Waterfall enrich HubSpot contacts across Apollo, Clearbit, and PDL using a Claude Code skill

Compatible agents

This skill works with any agent that supports the Claude Code skills standard, including Claude Code, Claude Cowork, OpenAI Codex, and Google Antigravity.

Prerequisites

Claude Code or another AI coding agent installed
HubSpot private app with crm.objects.contacts.read and crm.objects.contacts.write scopes
Apollo.io account with API access (required)
Clearbit account with API access (optional — second provider in the waterfall)
People Data Labs account with API access (optional — third provider in the waterfall)

Environment Variables

# HubSpot private app token with contacts read/write scopes

HUBSPOT_ACCESS_TOKEN=your_value_here

# Apollo.io API key — required, used as the first enrichment provider

APOLLO_API_KEY=your_value_here

# Clearbit API key — optional, used as the second provider

CLEARBIT_API_KEY=your_value_here

# People Data Labs API key — optional, used as the final fallback

PDL_API_KEY=your_value_here

Why a Claude Code skill?

Waterfall enrichment involves complex branching logic across three APIs with different response formats, error codes, and rate limits. An Claude Code skill wraps all of this into a conversation:

"Enrich contacts missing job titles — use all three providers"
"Run the waterfall on contacts created this week"
"Try just Apollo and Clearbit, skip PDL"
"Which contacts needed all three providers to get a complete profile?"
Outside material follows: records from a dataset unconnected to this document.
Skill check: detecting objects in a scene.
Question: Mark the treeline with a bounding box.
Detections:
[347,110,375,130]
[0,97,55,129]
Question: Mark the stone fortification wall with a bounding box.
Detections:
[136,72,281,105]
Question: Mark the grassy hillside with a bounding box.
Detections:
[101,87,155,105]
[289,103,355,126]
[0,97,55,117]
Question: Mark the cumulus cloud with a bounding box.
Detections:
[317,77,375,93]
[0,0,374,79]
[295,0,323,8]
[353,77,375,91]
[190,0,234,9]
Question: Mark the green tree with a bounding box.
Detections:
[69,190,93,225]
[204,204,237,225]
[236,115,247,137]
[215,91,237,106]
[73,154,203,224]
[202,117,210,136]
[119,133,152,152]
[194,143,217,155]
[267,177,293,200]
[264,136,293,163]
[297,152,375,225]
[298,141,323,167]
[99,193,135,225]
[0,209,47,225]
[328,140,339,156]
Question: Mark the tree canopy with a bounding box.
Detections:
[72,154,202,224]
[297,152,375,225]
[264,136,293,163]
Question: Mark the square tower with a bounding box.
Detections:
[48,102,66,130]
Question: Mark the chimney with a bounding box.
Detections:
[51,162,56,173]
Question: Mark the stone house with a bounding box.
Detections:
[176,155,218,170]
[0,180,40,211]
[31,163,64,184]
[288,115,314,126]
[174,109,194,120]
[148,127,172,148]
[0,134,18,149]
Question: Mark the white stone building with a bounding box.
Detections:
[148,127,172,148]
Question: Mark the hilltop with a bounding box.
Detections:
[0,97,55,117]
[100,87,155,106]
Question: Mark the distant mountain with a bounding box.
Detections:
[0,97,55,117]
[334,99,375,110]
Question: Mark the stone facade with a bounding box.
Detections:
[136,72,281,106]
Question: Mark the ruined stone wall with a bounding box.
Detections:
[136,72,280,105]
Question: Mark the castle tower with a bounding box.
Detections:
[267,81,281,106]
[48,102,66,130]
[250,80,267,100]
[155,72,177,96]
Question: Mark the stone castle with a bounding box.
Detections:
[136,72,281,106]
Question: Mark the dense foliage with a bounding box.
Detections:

The agent reads API reference files for each provider, builds the cascade logic, handles provider-specific errors (Clearbit 404s, PDL 402s), and reports which providers filled which fields. You can change the provider order or add new providers in natural language.

How it works

The skill has three parts:

SKILL.md — instructions defining the waterfall workflow and merge rules
references/ — API documentation for Apollo People Match, Clearbit Person Find, PDL Person Enrich, and HubSpot endpoints
templates/ — field mapping rules showing how each provider's response maps to HubSpot properties, plus the "never overwrite" merge logic

When you invoke the skill, the agent reads these files, writes a script that cascades through providers, executes it, and reports which providers contributed to each contact's profile.

What is a Claude Code skill?

An Claude Code skill is a directory of reference files and instructions that teach an AI coding agent how to complete a specific task. Unlike traditional automation that runs the same code every time, a skill lets the agent adapt — it can modify search filters, reorder providers, handle errors, and explain what it did, all based on your natural-language request. The agent generates and runs code on the fly using the API patterns in the reference files.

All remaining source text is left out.